Vitus Huonder, emeritierter Bischof von Chur
Schweiz

Darum suchte Altbischof Vitus Huonder die Nähe zur Piusbruderschaft

In seiner Amtszeit hat er polarisiert: Mit Vorstössen zu Sexualität, Kirchenverfassung oder Lebensschutz fungierte der Churer Bischof Vitus Huonder auch schweizweit immer wieder als Exponent des konservativen Kirchenflügels. Deshalb fühlte sich der jüngst im Alter von 81 Jahren Verstorbene bei der Priesterbruderschaft St. Pius X. während seiner letzten Lebensjahre so wohl. Für ihn verkörperte diese Gemeinschaft stets die Treue zum Glauben.

Wolfgang Holz

Huonder war von 2007 bis 2019 Bischof der Schweizer Diözese Chur. Dass er nach seiner Emeritierung in das Institut der Piusbruderschaft in Wangs im Kanton St. Gallen einzog und verstärkt für die vorkonziliare Liturgie eintrat, war kein Wunder. Die Priesterbruderschaft St. Pius X. stellte sich für Huonder schon immer als eine Art geistige, spirituell-kirchliche Heimat dar.

Bischof Vitus Huonder 2019
Bischof Vitus Huonder 2019

Wird in der Nähe von Gründer Lefevbre bestattet

Der Churer Altbischof Vitus Huonder zeigte nämlich grosse Sympathien für die Positionen der Piusbrüder. Nun wird er sogar in der Nähe von deren Gründer Marcel Lefebvre bestattet – wie es seinem Wunsch entspricht.

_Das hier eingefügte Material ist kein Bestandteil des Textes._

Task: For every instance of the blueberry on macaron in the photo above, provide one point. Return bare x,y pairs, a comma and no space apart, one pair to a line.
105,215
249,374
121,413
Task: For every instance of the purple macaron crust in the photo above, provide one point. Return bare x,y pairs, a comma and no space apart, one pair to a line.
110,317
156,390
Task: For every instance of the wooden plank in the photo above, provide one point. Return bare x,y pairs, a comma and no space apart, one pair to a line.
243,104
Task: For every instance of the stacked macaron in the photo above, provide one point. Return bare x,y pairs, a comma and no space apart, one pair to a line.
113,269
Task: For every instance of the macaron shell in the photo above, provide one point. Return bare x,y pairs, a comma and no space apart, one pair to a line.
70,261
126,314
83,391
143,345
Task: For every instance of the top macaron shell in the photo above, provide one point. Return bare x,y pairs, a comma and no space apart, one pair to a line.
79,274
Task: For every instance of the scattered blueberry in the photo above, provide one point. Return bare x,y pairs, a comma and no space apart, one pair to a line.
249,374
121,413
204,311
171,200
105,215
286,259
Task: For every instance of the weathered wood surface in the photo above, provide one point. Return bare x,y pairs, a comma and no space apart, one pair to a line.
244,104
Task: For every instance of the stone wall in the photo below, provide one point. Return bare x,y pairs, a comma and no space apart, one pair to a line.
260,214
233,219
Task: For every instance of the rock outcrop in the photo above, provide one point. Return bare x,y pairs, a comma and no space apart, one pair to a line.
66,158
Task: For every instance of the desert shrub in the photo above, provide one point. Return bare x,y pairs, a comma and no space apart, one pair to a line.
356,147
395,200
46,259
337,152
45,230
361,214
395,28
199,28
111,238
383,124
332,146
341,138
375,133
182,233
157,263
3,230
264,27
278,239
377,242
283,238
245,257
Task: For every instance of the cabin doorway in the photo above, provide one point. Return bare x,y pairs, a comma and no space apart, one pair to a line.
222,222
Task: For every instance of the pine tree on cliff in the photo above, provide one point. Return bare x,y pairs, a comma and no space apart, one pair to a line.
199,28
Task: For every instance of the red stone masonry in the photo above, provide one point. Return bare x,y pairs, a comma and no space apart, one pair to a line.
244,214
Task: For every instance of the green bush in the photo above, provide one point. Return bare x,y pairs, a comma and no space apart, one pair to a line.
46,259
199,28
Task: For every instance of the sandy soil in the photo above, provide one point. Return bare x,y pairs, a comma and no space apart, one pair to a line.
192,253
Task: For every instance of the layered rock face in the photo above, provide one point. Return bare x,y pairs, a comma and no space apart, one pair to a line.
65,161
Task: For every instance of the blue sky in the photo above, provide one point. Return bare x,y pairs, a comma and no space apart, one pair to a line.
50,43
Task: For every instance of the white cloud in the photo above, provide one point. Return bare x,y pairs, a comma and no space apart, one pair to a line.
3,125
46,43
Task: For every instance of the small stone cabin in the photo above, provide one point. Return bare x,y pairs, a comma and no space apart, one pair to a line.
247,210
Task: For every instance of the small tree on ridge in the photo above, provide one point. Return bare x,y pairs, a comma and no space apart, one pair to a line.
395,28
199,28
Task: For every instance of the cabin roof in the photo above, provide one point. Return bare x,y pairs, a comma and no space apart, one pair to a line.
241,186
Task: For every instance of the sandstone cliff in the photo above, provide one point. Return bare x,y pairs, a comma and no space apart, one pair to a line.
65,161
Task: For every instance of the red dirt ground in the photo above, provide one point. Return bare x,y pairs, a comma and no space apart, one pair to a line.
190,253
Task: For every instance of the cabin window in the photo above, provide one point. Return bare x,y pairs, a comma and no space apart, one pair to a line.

In einem letzten Video der Priesterbruderschaft erklärte Huonder auch, dass er das «Innenleben der Gemeinschaft besser kennenlernen wollte». Das Abrücken von kirchlich-liturgischen Traditionen sei schweres Unrecht und letzten Endes auch der Ausgangspunkt für die tiefe «Krise der Kirche» unter dem «Pontifikat des Bruchs» von Papst Franziskus.

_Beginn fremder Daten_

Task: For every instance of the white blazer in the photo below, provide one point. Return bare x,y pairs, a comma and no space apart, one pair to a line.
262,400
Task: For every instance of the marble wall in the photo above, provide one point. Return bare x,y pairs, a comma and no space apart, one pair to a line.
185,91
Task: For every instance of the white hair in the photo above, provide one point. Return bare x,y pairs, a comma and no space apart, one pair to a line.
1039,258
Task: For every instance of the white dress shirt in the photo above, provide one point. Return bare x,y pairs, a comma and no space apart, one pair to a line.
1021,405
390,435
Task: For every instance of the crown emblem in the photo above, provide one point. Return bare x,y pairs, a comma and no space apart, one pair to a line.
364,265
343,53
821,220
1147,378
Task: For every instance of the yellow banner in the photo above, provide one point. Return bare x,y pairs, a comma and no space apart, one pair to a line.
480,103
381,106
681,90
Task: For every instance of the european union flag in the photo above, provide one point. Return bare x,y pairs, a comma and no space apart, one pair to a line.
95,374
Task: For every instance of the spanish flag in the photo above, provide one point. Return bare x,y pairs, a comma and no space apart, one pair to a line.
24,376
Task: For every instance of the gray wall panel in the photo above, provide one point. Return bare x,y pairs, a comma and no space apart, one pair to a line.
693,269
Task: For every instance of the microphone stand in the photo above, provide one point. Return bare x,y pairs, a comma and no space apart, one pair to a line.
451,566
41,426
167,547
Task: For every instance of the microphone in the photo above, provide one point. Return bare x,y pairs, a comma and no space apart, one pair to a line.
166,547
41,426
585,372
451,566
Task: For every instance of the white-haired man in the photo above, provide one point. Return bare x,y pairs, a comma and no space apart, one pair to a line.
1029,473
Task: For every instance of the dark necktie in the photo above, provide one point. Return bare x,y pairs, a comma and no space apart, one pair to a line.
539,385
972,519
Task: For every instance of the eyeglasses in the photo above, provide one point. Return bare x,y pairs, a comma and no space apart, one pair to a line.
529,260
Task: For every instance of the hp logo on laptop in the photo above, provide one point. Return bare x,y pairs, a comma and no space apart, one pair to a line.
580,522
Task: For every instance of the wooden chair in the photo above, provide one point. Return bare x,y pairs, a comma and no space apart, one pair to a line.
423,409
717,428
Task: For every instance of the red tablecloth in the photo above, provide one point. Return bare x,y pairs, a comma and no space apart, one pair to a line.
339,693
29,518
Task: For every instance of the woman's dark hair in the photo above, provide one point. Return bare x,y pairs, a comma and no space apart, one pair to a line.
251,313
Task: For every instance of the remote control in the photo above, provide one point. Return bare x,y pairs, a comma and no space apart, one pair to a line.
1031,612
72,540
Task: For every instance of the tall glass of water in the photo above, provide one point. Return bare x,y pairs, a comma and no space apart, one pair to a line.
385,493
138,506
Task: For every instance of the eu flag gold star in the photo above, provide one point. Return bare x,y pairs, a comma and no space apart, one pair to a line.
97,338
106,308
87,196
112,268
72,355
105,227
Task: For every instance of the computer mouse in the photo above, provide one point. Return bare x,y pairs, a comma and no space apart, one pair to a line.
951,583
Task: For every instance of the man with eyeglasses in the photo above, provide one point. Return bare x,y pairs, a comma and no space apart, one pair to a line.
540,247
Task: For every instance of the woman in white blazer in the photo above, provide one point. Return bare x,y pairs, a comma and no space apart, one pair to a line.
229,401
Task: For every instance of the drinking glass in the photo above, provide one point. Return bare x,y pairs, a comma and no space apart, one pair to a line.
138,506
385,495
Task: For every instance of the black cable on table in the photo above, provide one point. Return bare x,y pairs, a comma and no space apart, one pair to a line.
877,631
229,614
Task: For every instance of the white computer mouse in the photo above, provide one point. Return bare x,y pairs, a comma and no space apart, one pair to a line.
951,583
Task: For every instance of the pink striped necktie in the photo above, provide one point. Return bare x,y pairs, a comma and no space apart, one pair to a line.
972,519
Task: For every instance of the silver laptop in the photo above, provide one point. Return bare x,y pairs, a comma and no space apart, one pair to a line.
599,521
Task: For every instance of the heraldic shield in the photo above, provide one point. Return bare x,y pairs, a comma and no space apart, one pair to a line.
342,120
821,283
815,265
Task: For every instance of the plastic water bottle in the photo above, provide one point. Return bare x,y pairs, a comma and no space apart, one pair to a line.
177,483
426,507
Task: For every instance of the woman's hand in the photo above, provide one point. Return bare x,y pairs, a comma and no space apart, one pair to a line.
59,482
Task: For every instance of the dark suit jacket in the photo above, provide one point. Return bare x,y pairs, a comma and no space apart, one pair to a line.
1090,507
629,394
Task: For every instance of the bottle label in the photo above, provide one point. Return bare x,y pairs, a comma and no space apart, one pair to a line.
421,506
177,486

Erzbischof Marcel Lefebvre, Gründer der Priesterbruderschaft St. Pius X., am 1. Juli 1976 in Econe (Schweiz).
Erzbischof Marcel Lefebvre, Gründer der Priesterbruderschaft St. Pius X., am 1. Juli 1976 in Econe (Schweiz).

Die traditionalistische Priesterbruderschaft St. Pius X. wurde 1969 vom französischen Erzbischof Marcel Lefebvre (1905-1991) gegründet, einem ehemaligen Missionar und Apostolischen Delegat für das französischsprachige Afrika. 1981 wurde in Basel die Kapelle «St. Theresia vom Kinde Jesu» eingeweiht, 1985 das Priorat eröffnet. Die Gottesdienste in der Kapelle Sancta Theresia stehen allen Personen offen. Getragen wird die Gemeinschaft durch einen Verein.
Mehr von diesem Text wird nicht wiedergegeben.